Karya saya memang belum sebanyak penulis-penulis lain di luar sana. Namun, lewat karya yang masih sangat minim itu saya paham bahwa sesungguh proses terberat dalam menulis bukanlah mencari judul, atau mencari pembuka yang dapat memaku pembaca di tempat duduknya, bukan pula menciptakan plot twist dan ending yang mantap, melainkan sebuah proses bernama editing.

Editing sucks.

Karena pada tahap ini kamu bekerja dengan orang lain, tidak hanya egois menuruti keinginanmu sendiri. Karena pada tahap ini, semua kerja keras yang sudah kamu bangun selama berbulan-bulan—atau bahkan bertahun-tahun, dapat luruh seketika saat editormu bilang ‘ini kurang pas’, ‘masih jelek’, ‘it doesn’t quite right’, atau, ‘maybe we can change that’.  Sering rasanya ingin berteriak, ‘What?! Of course ‘no!’, BIG NO!’

Bayangkan saja, saat saya memberikan draft naskah ke penerbit, saya tentu sudah memastikan bahwa naskah itu adalah draft terbaik saya. Lalu tiba-tiba seseorang datang, mengkritik, memaparkan semua kesalahan saya, mengatakan bahwa rasanya banyak yang harus diberbaiki. Percayalah, pada tahap ini rasanya seluruh keyakinan dan kepercayaan dirimu akan rontok satu per satu. Dan diluar rasa kesal dan marah, kamu akan mempertanyakan dirimu kembali.

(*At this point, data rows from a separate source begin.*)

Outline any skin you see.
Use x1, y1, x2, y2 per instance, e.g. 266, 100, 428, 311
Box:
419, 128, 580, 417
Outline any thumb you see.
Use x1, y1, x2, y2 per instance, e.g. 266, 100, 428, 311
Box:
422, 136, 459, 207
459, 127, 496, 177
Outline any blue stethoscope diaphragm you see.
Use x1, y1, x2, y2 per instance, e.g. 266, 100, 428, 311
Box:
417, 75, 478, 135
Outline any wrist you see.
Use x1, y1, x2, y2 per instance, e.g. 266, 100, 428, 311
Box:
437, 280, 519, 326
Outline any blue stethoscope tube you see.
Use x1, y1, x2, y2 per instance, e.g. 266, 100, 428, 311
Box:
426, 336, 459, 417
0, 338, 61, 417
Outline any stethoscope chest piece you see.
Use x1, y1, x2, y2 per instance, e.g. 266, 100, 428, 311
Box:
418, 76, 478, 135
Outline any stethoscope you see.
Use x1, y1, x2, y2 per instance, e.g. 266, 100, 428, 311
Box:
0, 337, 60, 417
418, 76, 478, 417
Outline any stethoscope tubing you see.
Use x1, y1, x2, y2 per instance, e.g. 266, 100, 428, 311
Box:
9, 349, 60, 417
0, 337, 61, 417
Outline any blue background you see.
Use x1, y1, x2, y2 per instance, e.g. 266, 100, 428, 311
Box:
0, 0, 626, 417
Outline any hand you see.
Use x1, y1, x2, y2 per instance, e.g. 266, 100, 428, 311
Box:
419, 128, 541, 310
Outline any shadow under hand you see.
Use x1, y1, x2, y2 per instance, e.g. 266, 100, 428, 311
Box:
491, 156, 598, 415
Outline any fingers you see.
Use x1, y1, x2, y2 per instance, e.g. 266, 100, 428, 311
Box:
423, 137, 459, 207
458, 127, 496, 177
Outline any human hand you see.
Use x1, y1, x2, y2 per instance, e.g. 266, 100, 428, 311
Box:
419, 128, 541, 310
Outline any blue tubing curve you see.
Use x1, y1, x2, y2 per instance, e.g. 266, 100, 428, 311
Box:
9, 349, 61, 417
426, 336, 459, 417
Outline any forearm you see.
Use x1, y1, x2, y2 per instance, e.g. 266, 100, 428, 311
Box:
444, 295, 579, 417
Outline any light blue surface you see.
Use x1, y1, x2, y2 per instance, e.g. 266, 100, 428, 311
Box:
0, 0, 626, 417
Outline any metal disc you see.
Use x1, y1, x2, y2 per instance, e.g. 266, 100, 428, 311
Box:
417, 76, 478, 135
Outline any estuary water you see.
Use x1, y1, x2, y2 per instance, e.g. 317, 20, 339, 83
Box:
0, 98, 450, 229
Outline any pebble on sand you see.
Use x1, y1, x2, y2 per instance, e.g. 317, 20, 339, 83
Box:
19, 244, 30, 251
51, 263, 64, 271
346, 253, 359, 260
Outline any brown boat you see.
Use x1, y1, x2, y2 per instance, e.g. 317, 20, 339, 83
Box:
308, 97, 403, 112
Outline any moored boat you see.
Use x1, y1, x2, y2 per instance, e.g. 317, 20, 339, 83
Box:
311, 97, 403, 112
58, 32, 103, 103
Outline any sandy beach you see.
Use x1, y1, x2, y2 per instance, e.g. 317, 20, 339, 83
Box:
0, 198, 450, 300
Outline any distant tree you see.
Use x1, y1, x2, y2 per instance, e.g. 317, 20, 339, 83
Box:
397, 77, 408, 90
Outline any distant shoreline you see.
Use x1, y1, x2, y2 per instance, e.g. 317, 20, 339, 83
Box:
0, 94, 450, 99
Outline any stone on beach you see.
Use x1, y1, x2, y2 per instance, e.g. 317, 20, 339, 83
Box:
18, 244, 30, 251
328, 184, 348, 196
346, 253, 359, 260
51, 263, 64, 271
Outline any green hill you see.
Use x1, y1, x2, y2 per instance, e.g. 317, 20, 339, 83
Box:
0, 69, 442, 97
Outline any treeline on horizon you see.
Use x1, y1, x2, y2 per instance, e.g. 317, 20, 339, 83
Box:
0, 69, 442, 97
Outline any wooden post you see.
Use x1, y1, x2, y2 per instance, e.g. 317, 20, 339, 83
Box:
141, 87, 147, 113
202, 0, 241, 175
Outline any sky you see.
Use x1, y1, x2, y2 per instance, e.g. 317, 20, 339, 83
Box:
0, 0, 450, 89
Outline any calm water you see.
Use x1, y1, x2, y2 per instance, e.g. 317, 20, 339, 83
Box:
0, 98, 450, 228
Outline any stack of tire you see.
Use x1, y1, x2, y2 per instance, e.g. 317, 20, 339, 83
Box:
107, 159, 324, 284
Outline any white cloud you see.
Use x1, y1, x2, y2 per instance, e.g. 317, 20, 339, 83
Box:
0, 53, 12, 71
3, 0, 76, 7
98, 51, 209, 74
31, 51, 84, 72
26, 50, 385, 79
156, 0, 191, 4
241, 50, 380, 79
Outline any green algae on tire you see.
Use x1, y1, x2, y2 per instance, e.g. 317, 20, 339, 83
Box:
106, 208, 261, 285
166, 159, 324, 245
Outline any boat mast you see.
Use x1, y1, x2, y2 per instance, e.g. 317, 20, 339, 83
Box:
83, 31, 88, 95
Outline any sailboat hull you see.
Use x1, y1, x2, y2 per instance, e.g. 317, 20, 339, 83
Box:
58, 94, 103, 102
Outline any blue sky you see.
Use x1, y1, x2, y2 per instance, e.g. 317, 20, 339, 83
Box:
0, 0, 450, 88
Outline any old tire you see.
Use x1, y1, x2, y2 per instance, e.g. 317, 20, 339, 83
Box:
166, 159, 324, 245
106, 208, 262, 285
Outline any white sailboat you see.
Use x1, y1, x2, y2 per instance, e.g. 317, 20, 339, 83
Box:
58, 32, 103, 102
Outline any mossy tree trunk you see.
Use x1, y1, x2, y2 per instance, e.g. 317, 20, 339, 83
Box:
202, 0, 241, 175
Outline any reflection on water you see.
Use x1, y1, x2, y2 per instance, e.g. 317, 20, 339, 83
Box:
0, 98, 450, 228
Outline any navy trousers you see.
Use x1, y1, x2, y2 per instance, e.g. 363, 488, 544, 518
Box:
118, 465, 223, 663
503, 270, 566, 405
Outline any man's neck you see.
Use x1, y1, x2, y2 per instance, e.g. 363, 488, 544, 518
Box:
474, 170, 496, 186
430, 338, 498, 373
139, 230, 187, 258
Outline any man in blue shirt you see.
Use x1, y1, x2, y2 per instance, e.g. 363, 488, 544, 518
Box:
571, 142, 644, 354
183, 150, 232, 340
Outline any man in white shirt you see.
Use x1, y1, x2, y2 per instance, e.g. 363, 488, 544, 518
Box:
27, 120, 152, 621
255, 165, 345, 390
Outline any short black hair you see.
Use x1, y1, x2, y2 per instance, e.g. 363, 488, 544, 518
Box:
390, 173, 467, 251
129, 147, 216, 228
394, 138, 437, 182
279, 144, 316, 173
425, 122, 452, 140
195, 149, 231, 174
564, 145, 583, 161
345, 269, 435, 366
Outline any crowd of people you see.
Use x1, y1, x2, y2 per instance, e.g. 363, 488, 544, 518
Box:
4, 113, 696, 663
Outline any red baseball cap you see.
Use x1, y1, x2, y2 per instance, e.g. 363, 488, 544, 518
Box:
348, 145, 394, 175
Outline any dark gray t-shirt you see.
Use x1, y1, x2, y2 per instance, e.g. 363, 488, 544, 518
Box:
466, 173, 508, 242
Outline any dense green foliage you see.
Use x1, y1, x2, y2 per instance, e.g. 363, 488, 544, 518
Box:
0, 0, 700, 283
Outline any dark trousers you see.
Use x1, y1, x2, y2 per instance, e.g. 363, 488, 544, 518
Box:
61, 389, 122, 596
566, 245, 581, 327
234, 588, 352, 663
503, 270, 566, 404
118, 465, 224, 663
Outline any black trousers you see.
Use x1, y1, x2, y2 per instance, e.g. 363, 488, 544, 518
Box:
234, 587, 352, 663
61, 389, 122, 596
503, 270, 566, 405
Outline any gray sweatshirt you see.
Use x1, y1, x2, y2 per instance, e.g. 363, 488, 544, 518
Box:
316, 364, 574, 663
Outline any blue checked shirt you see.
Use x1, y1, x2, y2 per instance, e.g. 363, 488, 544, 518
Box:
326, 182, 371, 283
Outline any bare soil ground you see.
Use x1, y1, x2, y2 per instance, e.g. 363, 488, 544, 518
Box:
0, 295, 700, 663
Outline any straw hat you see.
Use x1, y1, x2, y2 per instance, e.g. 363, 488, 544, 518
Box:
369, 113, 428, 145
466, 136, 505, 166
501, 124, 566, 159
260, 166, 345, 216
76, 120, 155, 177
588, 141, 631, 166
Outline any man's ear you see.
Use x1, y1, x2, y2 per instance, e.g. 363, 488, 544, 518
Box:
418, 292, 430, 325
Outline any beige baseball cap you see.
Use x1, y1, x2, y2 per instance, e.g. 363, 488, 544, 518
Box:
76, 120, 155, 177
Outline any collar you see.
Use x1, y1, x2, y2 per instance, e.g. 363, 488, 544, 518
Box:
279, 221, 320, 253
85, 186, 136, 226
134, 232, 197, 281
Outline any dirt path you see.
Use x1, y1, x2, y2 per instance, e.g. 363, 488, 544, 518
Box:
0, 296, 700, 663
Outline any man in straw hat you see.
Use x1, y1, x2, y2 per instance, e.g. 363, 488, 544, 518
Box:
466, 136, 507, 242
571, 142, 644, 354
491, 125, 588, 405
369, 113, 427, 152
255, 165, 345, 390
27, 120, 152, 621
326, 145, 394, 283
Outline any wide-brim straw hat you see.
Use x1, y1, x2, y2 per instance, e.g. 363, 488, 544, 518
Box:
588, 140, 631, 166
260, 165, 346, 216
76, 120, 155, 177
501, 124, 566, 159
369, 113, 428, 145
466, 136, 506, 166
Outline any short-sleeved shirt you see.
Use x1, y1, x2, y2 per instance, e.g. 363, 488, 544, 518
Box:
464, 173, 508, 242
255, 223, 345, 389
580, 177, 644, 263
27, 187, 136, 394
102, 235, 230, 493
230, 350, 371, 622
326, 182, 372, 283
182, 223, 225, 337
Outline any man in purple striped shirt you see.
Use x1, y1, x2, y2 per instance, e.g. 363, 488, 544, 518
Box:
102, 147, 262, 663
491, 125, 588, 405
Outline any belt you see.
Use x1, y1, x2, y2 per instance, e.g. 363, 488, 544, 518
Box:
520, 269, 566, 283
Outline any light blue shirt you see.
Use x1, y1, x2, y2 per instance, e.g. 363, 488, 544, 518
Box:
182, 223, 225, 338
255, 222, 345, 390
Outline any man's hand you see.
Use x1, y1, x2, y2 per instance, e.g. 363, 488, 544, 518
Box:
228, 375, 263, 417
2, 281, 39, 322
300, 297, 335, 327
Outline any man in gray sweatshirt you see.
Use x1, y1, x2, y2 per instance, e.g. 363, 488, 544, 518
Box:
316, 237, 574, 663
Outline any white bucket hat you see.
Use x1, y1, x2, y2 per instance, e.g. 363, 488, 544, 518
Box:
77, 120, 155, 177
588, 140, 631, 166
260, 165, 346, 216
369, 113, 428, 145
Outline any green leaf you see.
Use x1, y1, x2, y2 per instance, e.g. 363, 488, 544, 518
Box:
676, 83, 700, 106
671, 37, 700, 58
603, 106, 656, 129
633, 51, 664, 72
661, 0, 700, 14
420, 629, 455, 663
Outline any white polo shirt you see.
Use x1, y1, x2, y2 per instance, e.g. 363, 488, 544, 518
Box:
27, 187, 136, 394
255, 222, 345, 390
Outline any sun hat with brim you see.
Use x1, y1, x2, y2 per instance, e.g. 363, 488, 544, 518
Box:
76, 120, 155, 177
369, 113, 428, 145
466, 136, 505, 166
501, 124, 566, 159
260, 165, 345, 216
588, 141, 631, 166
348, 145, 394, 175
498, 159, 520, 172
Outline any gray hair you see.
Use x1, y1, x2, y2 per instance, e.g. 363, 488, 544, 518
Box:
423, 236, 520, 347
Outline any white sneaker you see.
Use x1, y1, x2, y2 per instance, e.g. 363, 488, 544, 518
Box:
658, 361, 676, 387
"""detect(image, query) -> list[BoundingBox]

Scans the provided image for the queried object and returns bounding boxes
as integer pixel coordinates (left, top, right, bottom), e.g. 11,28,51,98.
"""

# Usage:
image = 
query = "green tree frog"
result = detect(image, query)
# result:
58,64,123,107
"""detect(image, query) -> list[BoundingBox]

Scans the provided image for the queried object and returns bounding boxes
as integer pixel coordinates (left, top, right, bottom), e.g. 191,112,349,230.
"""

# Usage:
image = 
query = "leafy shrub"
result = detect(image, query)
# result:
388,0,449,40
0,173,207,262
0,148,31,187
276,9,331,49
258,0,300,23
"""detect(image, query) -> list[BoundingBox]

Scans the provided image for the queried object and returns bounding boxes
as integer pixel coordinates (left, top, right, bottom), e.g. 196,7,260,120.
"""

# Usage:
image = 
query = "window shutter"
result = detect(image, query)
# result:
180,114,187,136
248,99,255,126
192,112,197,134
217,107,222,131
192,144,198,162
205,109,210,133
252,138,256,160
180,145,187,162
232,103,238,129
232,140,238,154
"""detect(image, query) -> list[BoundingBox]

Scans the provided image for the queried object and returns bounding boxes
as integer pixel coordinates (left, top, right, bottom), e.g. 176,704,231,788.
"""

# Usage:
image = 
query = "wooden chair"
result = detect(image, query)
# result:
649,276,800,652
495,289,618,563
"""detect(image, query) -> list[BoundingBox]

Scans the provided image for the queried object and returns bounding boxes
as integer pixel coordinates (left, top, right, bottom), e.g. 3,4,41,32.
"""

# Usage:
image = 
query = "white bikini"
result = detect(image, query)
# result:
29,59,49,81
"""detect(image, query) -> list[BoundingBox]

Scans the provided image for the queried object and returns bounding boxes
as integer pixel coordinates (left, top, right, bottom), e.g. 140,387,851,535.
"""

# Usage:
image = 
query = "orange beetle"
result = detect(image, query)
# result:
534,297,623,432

Tidak hanya dalam dunia menulis kok, saya rasa kita pun mengalami hal serupa dalam kehidupan sehari-hari. Coba bayangkan ketika kamu melakukan sesuatu yang sudah kamu anggap benar, lalu tiba-tiba datang seseorang mengatakan bahwa perbuatanmu salah dan harus diperbaiki. Apa yang kamu rasakan? Harga dirimu tentu seperti diobrak-abrik, bukan? Malu, kesal, marah, itu wajar. Tapi, percayalah, jika kamu tidak lari sekalipun harga dirimu terluka hebat; jika kamu mau mencoba mendengar, merendahkan hati sejenak, menganalisa kembali, memastikan bahwa kamu benar-benar salah dan memperbaikinya, kamu akan berasa beruntung pada akhirnya. Karena proses editing juga seperti itu.

Setelah ribuan kritik yang menghujam kepercayaan diri saya, ketika saya selesai menghasilkan sebuah karya, saya melihat sebuah karya yang jauh lebih indah—karya yang saya yakin tidak akan mampu saya buat sendiri tanpa bantuan editor. Dan pada akhirnya, saya bersyukur karena tidak lari seperti kebanyakan orang. Selain karena akhirnya karya saya dapat dinikmati banyak orang, ada pengalaman dan pengetahuan yang tidak akan terbeli dengan uang ketika saya memilih duduk, dikritik, dan memperbaiki pekerjaan saya.

It may be hard beyond measure, but don’t run, bare it a little longer, it will be worth in the end!